Who Really Invented The First Video Game Console?

Video games are big business. In 2021, world-wide revenue for video games was over $180 billion (via Newzoo) and billions of game consoles have been sold over the last 50 years (via Statista). Yes, 50 years.

Before Microsoft's Xbox launched in 2001; before Sony's PlayStation came out in 1994; before Sega launched the Master System in 1985; before Nintendo released the Famicom in 1983; before the first Atari came out in 1977; before all of them, there was Ralph Baer and the Magnavox Odyssey in 1972 (via Hongkiat).

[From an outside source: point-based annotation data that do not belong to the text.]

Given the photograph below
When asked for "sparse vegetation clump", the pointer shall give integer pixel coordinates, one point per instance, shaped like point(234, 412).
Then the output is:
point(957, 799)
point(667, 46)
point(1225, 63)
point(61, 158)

The Odyssey wasn't a graphical powerhouse. It could display lines and dots in black and white and it came with plastic overlays for the TV screen to augment its basic graphics. But those lines and dots would be like jet fuel for the meteoric rise of the video game industry. One of the first games for the Odyssey was ping pong which directly inspired the Pong arcade game which came out the same year, catapulting video games into the American zeitgeist.

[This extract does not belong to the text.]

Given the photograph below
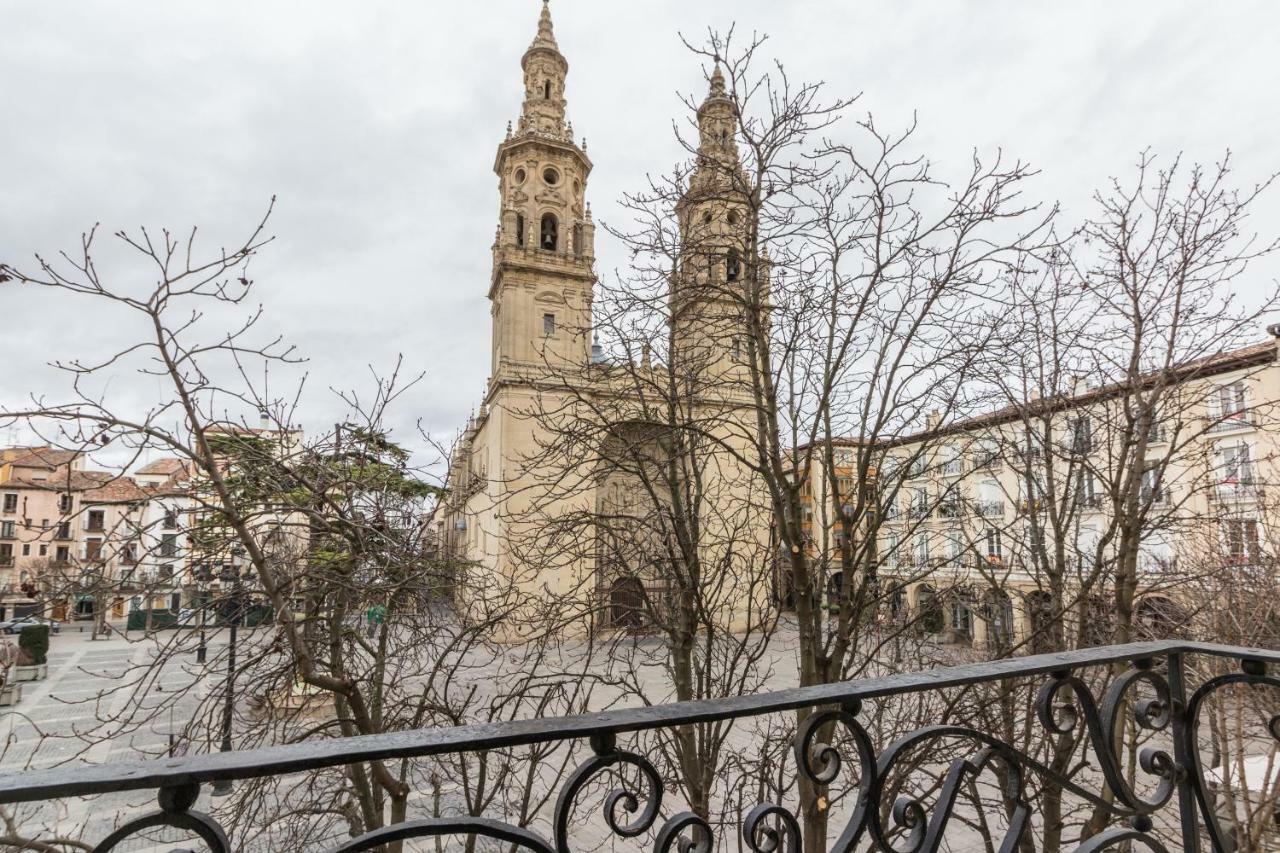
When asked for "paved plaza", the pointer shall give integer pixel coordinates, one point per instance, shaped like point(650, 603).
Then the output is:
point(62, 721)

Greatest original thought of the 20th century?

The idea for a video game console first came to Baer in 1951 when he was designing a TV and proposed adding hardware to it to play a game. That original idea was shot down, but it germinated in his head for the next 15 years (via Ralph Baer).

In 1966 he was in charge of equipment design for a defense contractor and the idea came back to him. Within 24 hours he had written a four-page paper outlining his idea. Just to be clear, he was outlining the very idea of what a video game is. Every lap in Forza, every bounty in Red Dead Redemption, every chocobo in Final Fantasy stems back to this paper.

Baer's defense contractor overlords weren't exactly enthusiastic about his idea, but they gave him time and money just to see where it would go. Over the next few years, Baer and a small team of engineers fleshed out their prototype and in 1971 they managed to convince a skeptical team of Magnavox executives to mass-produce and market the nascent console.

The 1972 launch of the Magnavox Odyssey didn't shake the foundations of the world. It wasn't a flop, but it didn't change the nature of the entertainment industry like Atari and Nintendo. But it did shine a light that others could follow.